- Born: 1950 (age 74–75)
- Occupations: attorney gaming regulator

= Kevin F. O'Toole =

American lawyer

Kevin F. O'Toole (born 1950) is an American attorney and gaming regulator who was appointed the second Executive Director of the Pennsylvania Gaming Control Board in 2009.

== Career ==
O'Toole began his career as a Deputy Attorney General for the New Jersey Division of Gaming Enforcement. From 1997 to 2007 O'Toole served as the Executive Director for the Gaming Commission of the Oneida Indian Nation, which operates Turning Stone Casino in Verona, New York. He was appointed a Commissioner for the Nation in 2007. O'Toole assisted in the development of the Minimum Internal Control Standards (MICS) for the National Indian Gaming Commission. O'Toole also served as a member of the Tribal Relations Committee for the sport of Boxing and the Boxing Commission for the Oneida Indian Nation Athletic Commissions.

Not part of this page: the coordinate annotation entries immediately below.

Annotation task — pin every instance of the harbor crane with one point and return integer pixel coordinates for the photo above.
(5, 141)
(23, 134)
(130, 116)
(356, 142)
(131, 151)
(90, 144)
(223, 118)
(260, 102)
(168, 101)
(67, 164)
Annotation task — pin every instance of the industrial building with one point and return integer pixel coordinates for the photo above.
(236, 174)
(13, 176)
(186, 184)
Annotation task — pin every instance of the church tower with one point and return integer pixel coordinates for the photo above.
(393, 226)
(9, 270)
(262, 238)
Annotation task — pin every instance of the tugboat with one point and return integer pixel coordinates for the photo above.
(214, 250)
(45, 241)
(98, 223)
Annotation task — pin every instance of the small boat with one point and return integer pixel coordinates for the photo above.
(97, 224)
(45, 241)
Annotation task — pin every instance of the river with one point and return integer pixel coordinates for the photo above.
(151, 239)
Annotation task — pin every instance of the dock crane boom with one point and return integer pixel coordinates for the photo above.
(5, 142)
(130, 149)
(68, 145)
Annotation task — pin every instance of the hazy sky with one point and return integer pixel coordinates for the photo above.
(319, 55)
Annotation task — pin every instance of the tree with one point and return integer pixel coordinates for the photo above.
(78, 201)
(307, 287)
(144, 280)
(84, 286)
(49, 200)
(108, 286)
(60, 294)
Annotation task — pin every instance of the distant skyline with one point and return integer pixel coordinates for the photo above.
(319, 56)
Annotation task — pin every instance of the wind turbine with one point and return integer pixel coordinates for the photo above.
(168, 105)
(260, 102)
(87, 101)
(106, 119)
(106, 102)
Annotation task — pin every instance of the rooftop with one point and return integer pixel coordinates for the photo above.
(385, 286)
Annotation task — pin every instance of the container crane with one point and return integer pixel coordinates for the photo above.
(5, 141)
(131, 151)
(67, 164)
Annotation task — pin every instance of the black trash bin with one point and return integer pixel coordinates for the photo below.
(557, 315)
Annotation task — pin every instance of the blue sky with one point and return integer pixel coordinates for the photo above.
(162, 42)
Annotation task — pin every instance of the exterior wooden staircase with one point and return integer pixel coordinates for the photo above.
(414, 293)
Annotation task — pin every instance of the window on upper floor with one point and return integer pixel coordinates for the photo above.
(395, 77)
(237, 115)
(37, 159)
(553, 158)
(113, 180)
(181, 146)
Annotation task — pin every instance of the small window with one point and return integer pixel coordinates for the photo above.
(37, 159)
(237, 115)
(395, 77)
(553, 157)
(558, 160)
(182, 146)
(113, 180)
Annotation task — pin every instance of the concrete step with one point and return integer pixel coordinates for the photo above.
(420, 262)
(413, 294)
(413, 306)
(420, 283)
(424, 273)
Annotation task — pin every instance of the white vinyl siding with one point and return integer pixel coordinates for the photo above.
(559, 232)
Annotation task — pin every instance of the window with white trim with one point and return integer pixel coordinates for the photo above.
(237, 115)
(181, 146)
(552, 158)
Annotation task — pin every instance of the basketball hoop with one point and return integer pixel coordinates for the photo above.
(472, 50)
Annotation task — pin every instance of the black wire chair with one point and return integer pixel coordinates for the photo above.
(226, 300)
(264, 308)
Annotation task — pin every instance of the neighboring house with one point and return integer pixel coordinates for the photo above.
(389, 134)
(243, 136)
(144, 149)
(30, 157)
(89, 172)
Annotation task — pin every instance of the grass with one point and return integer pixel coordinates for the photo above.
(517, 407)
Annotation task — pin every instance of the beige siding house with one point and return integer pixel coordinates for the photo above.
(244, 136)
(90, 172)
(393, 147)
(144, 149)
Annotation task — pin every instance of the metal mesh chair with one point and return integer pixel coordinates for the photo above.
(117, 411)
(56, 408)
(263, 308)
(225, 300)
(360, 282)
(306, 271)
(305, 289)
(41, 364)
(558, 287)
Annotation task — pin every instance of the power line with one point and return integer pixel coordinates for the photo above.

He was named the 2012 Regulator of the Year for the Americas, along with Mark Lipparelli, by the International Masters of Gaming Law in recognition of his contributions to gaming law.

== Publications ==
- Native American Casinos—Models of Regulatory Oversight (Fredric E. Gushin and Kevin F. O'Toole, 2007)

== Education ==
O'Toole is a graduate of the Wharton School of the University of Pennsylvania and Rutgers University Law School.